Republican presidential candidates have spoken about thevirtues of free-market economics and consumer choice, so why not actually give choices to consumers when it comes to their energy consumption? Mitt Romney has lambasted President Obama for his failure to promote domestic drilling (in fact, new oil rigs in the U.S. have quadrupled over the past three years) and faults the President’s policies as not listening to American’s demands for gasoline. But even Romney seems to have forgotten that in his 2010 book, “No Apology,” he acknowledged that increases in the cost of energy are market-based incentives that conservatives should embrace, not shun. 

In fact, our oil-driven economy is the epitome of government intervention in the free-market. The oil and gas industry received an estimated $41 billion in federal subsidies in 2011. Without these subsidies, consumers would pay over $12.50 per gallon of gasoline.
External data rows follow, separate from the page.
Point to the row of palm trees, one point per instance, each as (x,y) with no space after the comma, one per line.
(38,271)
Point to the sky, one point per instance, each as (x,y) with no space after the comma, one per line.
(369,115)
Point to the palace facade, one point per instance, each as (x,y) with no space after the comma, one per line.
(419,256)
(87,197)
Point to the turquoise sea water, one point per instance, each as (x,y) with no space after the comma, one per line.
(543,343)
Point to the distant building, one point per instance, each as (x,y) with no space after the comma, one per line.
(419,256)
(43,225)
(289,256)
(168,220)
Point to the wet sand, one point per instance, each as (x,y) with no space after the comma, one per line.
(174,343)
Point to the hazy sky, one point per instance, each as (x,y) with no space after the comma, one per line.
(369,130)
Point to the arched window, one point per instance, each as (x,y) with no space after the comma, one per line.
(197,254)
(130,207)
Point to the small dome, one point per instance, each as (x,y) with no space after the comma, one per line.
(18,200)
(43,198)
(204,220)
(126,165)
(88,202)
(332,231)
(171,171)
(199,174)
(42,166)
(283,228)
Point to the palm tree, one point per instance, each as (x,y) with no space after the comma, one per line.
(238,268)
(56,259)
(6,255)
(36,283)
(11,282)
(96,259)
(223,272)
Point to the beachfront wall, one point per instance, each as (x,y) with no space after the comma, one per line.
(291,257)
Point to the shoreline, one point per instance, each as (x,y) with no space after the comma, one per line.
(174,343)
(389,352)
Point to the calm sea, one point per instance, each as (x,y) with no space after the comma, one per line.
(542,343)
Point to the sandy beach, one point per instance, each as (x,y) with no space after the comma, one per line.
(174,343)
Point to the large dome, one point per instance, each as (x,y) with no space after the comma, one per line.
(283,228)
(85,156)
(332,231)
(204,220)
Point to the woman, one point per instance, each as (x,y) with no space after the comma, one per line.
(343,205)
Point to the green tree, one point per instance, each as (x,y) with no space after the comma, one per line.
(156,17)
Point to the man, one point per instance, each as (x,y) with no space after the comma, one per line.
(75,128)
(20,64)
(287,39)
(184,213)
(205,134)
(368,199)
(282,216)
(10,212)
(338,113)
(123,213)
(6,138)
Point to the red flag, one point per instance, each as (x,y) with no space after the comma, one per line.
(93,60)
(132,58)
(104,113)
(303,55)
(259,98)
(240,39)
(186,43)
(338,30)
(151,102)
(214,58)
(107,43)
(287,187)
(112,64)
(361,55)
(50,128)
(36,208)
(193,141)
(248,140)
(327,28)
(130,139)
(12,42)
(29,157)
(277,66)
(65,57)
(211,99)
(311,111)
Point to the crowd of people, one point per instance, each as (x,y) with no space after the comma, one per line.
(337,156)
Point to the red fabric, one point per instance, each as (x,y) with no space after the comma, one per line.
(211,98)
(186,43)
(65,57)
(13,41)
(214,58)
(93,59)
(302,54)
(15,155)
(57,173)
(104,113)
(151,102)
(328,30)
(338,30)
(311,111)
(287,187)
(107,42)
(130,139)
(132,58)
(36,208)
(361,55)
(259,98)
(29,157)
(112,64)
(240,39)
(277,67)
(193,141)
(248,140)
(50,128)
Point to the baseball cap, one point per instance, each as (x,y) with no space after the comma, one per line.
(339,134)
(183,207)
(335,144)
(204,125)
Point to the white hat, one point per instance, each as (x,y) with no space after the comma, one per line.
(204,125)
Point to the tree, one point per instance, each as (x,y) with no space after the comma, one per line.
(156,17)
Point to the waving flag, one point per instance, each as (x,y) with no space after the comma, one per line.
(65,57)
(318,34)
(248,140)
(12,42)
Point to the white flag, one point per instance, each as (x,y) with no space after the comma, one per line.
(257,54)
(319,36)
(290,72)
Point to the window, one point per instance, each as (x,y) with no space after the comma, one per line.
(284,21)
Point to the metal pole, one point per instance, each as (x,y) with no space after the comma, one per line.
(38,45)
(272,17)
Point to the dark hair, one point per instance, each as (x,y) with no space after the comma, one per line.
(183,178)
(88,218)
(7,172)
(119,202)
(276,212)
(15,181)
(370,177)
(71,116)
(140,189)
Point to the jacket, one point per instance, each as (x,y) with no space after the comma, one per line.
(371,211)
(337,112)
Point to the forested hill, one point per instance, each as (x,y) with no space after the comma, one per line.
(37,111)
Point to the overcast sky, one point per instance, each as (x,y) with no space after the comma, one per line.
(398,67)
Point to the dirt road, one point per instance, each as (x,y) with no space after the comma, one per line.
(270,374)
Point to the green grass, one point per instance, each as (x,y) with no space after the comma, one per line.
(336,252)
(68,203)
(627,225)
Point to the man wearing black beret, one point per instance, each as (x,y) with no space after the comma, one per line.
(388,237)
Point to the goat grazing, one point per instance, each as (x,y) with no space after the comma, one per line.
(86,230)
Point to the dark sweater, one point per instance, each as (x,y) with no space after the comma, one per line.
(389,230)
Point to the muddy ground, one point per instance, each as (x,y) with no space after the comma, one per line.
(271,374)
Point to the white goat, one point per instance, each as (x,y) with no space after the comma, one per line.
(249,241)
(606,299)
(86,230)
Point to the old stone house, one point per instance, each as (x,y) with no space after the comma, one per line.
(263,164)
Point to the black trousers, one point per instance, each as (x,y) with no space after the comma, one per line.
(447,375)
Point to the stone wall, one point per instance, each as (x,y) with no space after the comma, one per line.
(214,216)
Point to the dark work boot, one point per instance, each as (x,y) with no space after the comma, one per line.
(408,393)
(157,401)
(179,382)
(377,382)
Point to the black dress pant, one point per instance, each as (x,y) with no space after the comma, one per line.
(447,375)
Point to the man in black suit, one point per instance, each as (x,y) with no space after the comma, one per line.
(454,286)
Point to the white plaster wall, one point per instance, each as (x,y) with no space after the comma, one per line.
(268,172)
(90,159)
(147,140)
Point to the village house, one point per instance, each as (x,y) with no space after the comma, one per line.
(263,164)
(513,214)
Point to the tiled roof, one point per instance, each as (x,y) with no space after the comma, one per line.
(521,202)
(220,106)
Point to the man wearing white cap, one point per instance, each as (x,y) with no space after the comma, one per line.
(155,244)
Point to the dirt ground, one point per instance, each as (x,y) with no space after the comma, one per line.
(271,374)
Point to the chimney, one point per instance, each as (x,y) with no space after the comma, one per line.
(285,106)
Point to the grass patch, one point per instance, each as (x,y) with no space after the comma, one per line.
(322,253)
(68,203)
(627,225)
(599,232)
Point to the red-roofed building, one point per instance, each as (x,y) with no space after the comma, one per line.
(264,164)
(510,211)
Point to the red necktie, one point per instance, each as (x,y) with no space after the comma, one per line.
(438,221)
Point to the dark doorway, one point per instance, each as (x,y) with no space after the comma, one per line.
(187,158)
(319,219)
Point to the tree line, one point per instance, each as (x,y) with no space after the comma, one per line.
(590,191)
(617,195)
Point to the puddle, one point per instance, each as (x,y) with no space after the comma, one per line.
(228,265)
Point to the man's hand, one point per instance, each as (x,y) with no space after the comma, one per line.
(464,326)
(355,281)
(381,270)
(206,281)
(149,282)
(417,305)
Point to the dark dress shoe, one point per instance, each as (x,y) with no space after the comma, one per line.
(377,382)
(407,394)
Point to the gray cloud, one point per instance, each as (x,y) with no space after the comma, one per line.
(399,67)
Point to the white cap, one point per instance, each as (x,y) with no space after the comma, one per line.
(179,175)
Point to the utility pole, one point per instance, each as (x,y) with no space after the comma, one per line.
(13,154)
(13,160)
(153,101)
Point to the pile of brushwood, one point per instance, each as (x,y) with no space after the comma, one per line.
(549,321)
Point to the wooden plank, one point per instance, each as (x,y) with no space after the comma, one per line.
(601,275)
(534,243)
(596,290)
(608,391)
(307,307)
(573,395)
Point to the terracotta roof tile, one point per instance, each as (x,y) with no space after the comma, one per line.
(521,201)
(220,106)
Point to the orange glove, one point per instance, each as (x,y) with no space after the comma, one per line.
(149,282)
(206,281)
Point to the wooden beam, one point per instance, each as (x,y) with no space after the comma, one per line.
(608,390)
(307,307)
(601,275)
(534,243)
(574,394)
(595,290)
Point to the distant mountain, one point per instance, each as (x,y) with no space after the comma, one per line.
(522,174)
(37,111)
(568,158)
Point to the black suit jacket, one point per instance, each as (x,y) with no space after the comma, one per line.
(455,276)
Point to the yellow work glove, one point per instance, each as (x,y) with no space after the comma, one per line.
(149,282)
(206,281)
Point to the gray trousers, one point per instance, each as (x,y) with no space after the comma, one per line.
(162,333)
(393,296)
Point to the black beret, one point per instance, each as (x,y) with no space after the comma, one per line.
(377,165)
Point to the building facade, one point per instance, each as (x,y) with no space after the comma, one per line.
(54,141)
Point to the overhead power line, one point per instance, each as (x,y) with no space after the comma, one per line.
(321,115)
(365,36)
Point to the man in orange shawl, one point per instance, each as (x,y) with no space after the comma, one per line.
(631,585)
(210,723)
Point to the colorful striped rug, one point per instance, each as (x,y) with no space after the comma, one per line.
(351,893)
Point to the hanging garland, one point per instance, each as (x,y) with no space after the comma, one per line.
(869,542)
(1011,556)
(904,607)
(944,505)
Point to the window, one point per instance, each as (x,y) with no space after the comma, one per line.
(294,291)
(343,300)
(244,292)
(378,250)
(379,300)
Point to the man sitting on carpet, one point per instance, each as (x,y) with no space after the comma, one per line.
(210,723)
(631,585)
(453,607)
These prices are not affordable to most Americans and would have prompted a transition to a renewable energy economy decades ago. A true conservative candidate would allow the market to do its job, embrace higher gas prices, and allow consumers the choice to pay exorbitant prices for fossil fuels or embrace clean energy. I’m inclined to think consumers would choose the latter.

And now on to the all-important topic of job creation and the economy. Consider that the United States is now a net exporter of refined petroleum products for the first time since 1949. With this comes a host of benefits to the U.S. economy, including increased manufacturing capabilities, more tax revenue for local governments, a lower trade deficit, and decreased reliance on energy imports from dangerous areas of the world.

American refineries are the cleanest and most efficient in the world, and produce gasoline products that hold positive benefits for the entirety of the American manufacturing industry. Our country’s main net energy export is diesel fuel, leaving gasoline to permeate throughout the economy and leading to an abundant supply of energy for domestic use. More manufacturing means more jobs and a more robust, diversified economy, and ultimately improved manufacturing infrastructure for products such as wind turbines and solar panels. For all the GOP rhetoric surrounding job creation, presidential nominees should be praising Obama’s energy policy for boosting America’s manufacturing sector.

As someone with a strong commitment to addressing climate change and stopping reliance on fossil fuels, it is difficult for me to advocate on behalf of increased fossil fuel consumption in any form. But in a country as large and diverse as ours, we must compromise on federal policy to make any progress. It is simply astounding to see the lack of willingness on the part of our politicians to come out and say that high gas prices are good for this country. This is not a conservative or liberal idea, but a fundamental truth about supply, demand and price. Hopefully soon we will see a comprehensive, bipartisan energy agreement that maps a framework for an oil-free economy. But until then, consumers should stomach the burden of high gas prices and embrace clean energy for the good of all Americans.